High and even high-normal body mass index (BMI) were linked to increased ischemic stroke risk, regardless of whether or not individuals had diabetes.
Overweight and obese adolescent groups in the study had a roughly two- to threefold increased risk of ischemic stroke, which was apparent even before age 30 years in the study that was based on records of Israeli adolescents evaluated prior to mandatory military service.
These findings highlight the importance of treating and preventing high BMI among adolescence, study coauthor Gilad Twig, MD, MPH, PhD, said in a press release.
“Adults who survive stroke earlier in life face poor functional outcomes, which can lead to unemployment, depression and anxiety,” said Dr. Twig, associate professor in the department of military medicine in The Hebrew University in Jerusalem.
The costs of stroke prevention and care, already high, are expected to become even higher as the adolescent obesity prevalence goes up, fueling further increases in stroke rate, Dr. Twig added.

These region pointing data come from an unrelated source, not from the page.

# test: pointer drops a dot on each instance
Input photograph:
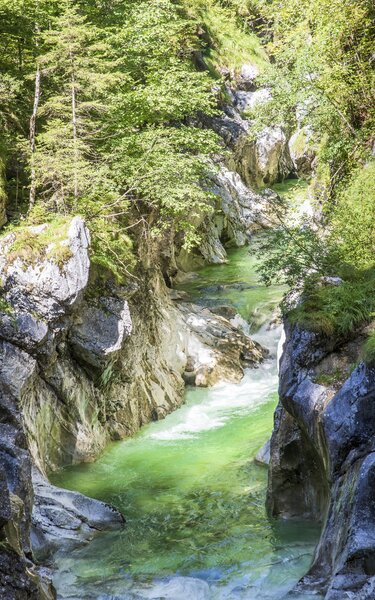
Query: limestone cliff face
(323, 462)
(82, 362)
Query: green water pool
(191, 493)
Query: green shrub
(337, 310)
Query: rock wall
(322, 460)
(83, 362)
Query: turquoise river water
(193, 498)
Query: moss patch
(49, 244)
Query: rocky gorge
(84, 363)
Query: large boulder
(99, 331)
(322, 459)
(47, 286)
(216, 349)
(63, 519)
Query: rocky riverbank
(80, 366)
(322, 459)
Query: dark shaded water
(188, 486)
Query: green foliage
(228, 43)
(322, 64)
(353, 218)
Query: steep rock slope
(322, 459)
(82, 363)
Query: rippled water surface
(189, 489)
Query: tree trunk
(32, 138)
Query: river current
(192, 495)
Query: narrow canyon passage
(189, 488)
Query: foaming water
(192, 495)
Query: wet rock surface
(63, 519)
(323, 463)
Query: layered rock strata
(322, 460)
(82, 363)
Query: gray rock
(216, 349)
(46, 287)
(302, 152)
(263, 457)
(323, 462)
(248, 75)
(265, 160)
(23, 329)
(100, 332)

This is believed to be the first study showing that stroke risk is associated with higher BMI values in both men and women, not just men, Dr. Twig and coauthors said in their article, published May 13, 2021 in the journal. Previous studies assessing the stroke-BMI relationship in adolescents were based on records of Swedish men evaluated during military conscription at age 18.
In the present study, Dr. Twig and coauthors assessed the linkage between adolescent BMI and first stroke event in 1.9 million male and female adolescents in Israel who were evaluated 1 year prior to mandatory military service, between the years of 1985 and 2013.
They cross-referenced that information with stroke events in a national registry to which all hospitals in Israel are required to report.
The adolescents were about 17 years of age on average at the time of evaluation, 58% were male, and 84% were born in Israel. The mean age at the beginning of follow-up for stroke was about 31 years.
Over the follow-up period, investigators identified 1,088 first stroke events, including 921 ischemic and 167 hemorrhagic strokes.
A gradual increase in stroke rate was seen across BMI categories for ischemic strokes, but not so much for hemorrhagic strokes, investigators found.
Hazard ratios for first ischemic stroke event were 1.4 (95% confidence interval, 1.2-1.6) for the high-normal BMI group, 2.0 (95% CI, 1.6-2.4) for the overweight group, and 3.5 (95% CI, 2.8-4.5) for the obese group after adjusting for age and sex at beginning of follow-up, investigators reported.
When the adjusted results were stratified by presence or absence of diabetes, estimates were similar to what was seen in the overall risk model, they added.
Among those young adults who developed ischemic stroke, 43% smoked, 29% had high blood pressure, 17% had diabetes, and 32% had abnormal lipids at the time of diagnosis, the reported data showed.
The clinical and public health implications of these findings could be substantial, since strokes are associated with worse medical and socioeconomic outcomes in younger as compared with older individuals, according to Dr. Twig and coauthors.
Younger individuals with stroke have a higher risk of recurrent stroke, heart attack, long-term care, or death, they said. Moreover, about half of young-adult stroke survivors have poor functional outcomes, and their risk of unemployment and depression/anxiety is higher than in young individuals without stroke.
One limitation of the study is that follow-up BMI data were not available for all participants. As a result, the contribution of obesity to stroke risk over time could not be assessed, and the independent risk of BMI during adolescence could not be determined. In addition, the authors said the study underrepresents orthodox and ultraorthodox Jewish women, as they are not obligated to serve in the Israeli military.
The study authors had no disclosures related to the study, which was supported by a medical corps Israel Defense Forces research grant.